Dozens of solid-waste, sanitation and utilities workers showed up outside city council meetings in August, asking for a livable wage, the opportunity to discuss policy changes and grievances with department heads and for union representation throughout the grievance process. But until decades-old state laws are reversed, they're fighting a losing battle.

North Carolina banned collective bargaining in 1959, forbidding public-sector employees from negotiating contracts that set everything from wages to hours with their employers. The state's right-to-work law, often mentioned in the same breath as the collective bargaining ban, gives public-sector workers the option to join unions but prohibits them from paying dues, weakening the few that are here. With the two laws in place, public-sector employees are often underrepresented and overworked.
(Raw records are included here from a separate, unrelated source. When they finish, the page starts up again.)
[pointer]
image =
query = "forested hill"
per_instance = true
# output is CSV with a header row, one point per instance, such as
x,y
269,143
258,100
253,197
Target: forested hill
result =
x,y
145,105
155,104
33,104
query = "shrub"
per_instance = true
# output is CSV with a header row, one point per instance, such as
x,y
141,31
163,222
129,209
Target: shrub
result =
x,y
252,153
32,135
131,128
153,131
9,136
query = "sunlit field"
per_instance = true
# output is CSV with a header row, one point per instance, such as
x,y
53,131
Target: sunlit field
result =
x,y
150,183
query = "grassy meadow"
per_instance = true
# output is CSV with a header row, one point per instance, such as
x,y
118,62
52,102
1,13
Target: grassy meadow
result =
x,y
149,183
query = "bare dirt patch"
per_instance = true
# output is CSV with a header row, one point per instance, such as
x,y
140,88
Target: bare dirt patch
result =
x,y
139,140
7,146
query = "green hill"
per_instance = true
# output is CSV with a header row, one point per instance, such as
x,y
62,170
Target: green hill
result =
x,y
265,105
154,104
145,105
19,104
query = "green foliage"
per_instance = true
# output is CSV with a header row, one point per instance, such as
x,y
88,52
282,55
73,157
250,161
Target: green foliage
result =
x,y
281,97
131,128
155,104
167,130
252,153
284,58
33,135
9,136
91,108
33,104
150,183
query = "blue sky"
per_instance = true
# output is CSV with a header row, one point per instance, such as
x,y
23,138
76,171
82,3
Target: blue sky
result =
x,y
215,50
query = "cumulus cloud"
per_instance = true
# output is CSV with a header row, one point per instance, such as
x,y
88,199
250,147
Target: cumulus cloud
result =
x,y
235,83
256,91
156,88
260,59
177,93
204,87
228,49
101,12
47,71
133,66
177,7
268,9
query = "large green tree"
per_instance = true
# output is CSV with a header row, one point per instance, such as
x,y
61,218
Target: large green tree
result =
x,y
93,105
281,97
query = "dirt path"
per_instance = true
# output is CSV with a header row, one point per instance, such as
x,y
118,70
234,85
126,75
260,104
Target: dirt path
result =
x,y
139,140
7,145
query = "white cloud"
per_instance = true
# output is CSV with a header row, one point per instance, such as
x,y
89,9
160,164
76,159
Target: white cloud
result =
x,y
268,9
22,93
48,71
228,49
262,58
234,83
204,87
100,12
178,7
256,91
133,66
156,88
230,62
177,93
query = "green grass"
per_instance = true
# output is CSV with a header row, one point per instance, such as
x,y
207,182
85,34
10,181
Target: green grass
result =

The deep-seated resentment toward labor movements and unions in North Carolina began in the '20s, when the textile industry was king in the Carolinas. Mills thrived in the hands of erstwhile farmers accustomed to sunup-to-sundown labor. That is, until the industry-wide economic downturn of the 1920s, when mill owners began laying off workers. Any who remained had to pick up the slack. Grassroots movements and unions encouraged laborers to strike, the most storied of which took place on April 1, 1929, just 30 minutes south of Charlotte at the Loray Mill in Gastonia. More than 1,800 workers refused to return to their jobs until demands for better pay and shorter hours were met. The state sent hundreds of National Guardsmen, who, alongside mill bosses and their police henchmen, responded with brute force.

Though Loray and other strikes happening simultaneously across the South shoved workplace inequality into the national spotlight and paved the way for things like minimum wage and mandatory work breaks, they also cemented Dixie's anti-union stance. When South Carolina Gov. Nikki Haley spoke to the Republican National Convention last week, she made sure to attribute economic development in her state to "non-union" workers.

Santee Jones is compensated for overtime work, but even coupled with regular pay it isn't enough to support his wife and two sons. This week, he'll have to change the sleep schedule he's had for years, resting at night instead of the day. But pay and rest aren't what frustrate him and other city workers most. As one put it to council members last week: "Charlotte is one of the cleanest cities in America, and yet [sanitation workers] don't feel appreciated."

However, they shouldn't blame the city for the situation. In the decades since right-to-work and collective-bargaining laws have been in place, neither Democrat nor Republican state legislators have seriously attempted to reverse them. But workers can't really blame politicians either.

They can only blame those of us who continue to vote the same politicians into office, year after year.